Transportation Systems

The direct impact of GIC or even a fairly strong EMP on most automobiles is negligible: the circuits are too small to induct current and the semiconductors are too rugged to be permanently damaged (Foster, 2004). Nonetheless, cars cannot run without gasoline and gasoline cannot be pumped without electricity. Larger roads would experience severe congestion due to traffic signal dysfunction.

Personal Technology

Cell phones and GPS devices require satellites to function.

Potential Aftermath

Other Relevant Terminology

Loss of offsite power (LOOP): “The frequency of a loss of offsite power (LOOP) and the time for subsequent restoration of offsite power are important inputs to [nuclear power plant] risk models” (Borchardt 2012, 10).

Station blackout (SBO): “SBO involves the loss of all onsite and offsite alternating current (AC) power at a nuclear power plant” (Borchardt 2012, 1). “With respect to a severe solar storm “a widespread and prolonged grid outage is possible and could result in degradation of societal infrastructure to the extent that normal, commercial deliveries of diesel fuel to reactor sites could not be relied upon.

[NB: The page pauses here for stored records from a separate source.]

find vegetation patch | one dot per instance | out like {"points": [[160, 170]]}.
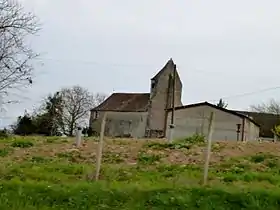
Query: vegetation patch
{"points": [[22, 144], [5, 152], [110, 157], [144, 158]]}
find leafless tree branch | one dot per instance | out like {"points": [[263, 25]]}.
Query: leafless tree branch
{"points": [[77, 103], [16, 26]]}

In this scenario, grid failure might lead to a delayed SBO when onsite fuel for an emergency diesel generator was exhausted” (Borchardt 2012, 11)

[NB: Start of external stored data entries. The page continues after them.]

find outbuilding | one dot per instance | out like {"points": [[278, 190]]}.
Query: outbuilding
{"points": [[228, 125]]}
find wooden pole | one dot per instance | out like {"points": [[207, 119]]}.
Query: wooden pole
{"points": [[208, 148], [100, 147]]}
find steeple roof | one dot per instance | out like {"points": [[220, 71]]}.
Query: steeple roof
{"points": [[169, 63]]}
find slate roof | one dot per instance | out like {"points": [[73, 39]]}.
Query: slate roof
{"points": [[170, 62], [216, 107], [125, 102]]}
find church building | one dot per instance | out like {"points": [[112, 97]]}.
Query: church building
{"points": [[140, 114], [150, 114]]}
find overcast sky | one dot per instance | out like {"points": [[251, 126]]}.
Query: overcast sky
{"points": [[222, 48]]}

Large Power Transformer/Extra High Voltage Large Power Transformer (LPT/EHV LPT): The definition of what constitutes a "large power transformer" or "extra high voltage" vary throughout the electrical industry, but common definitions are that LPTs are over 100 MVA and EHV LPTs are rated for 345 kilovolts or more.

Units of Measurement

dB/dt: The ratio between the change in the amplitude of a magnetic field and the time that change takes.

MVA: Megavolt Amperes.

Tesla: The SI unit of magnetic flux density. One Weber per square meter. For reference, sunspots are around .3 T. At the Earth's equator, the magnetosphere is 3.1×10−5 T. The magnets in the CERN supercollider are around 4 T.

nT/minute: NanoTeslas a minute, the unit used to describe the magnitude of fluctuation in the Earth's magnetosphere caused by a solar storm. For a point of reference, a "severe" solar storm is defined as being over 300 nT/minute. The Carrington Event is generally estimated to have been around 1,600 to 1,760 nT/minute (some estimates are as low as 850 or as high as 5,000) (Thompson, 2013) . The storm in 1989 that damaged some transformers in Canada was around 480 nT/minute. (Molinski, 2000)

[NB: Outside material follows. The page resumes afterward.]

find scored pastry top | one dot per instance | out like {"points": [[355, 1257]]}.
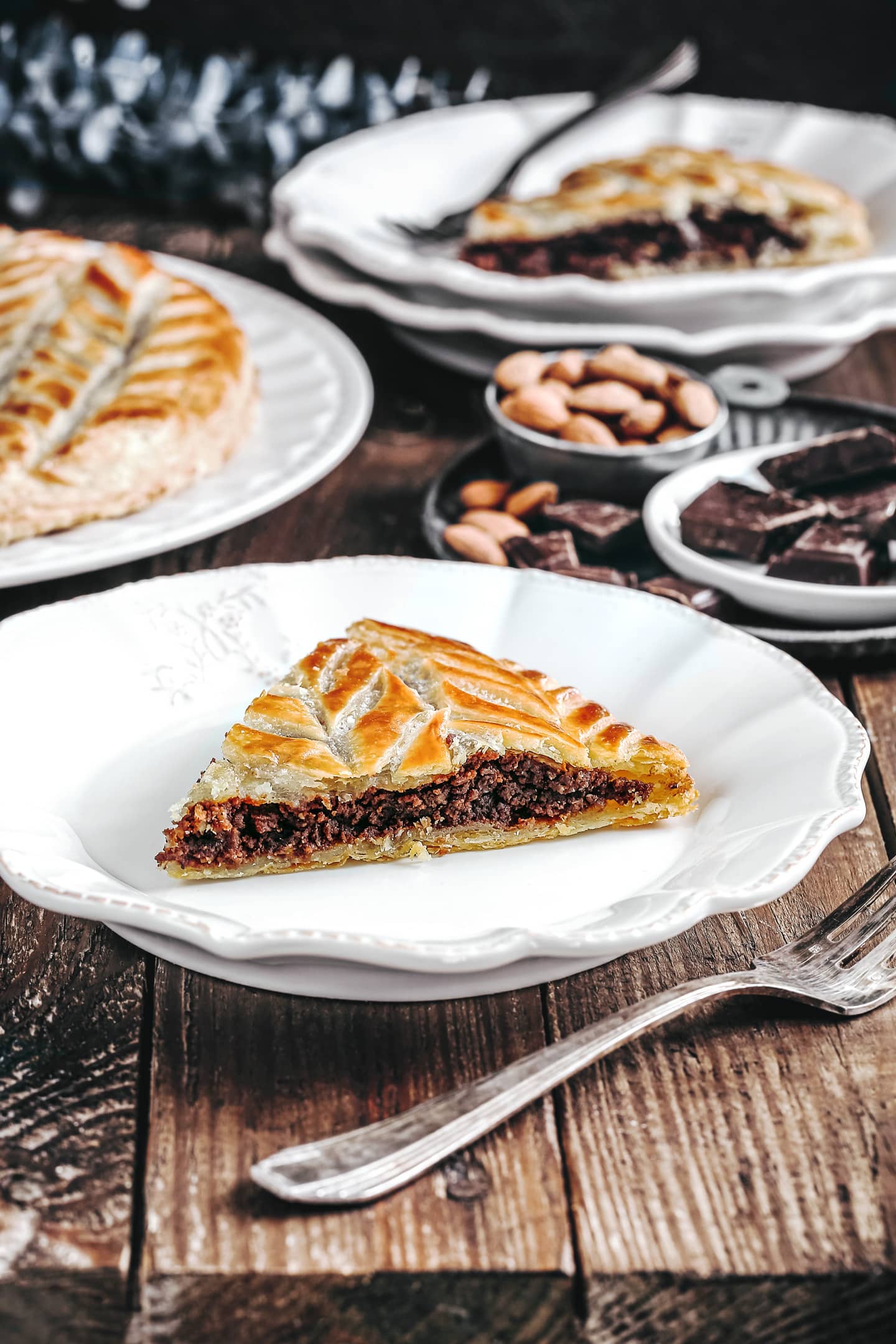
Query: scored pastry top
{"points": [[671, 182], [390, 707], [96, 339]]}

Weber: The SI unit of magnetic flux. One weber per second of flux will produce one volt across two open-circuited terminals. One weber equals one volt per second, one Tesla-square meter, or one joule per ampere.

V/Km: Volts per Kilometer, used for measuring electrical field strength. One volt per meter is equal to one volt of difference between two points one meter apart; one volt per kilometer is equal to one volt of difference between two points one kilometer apart.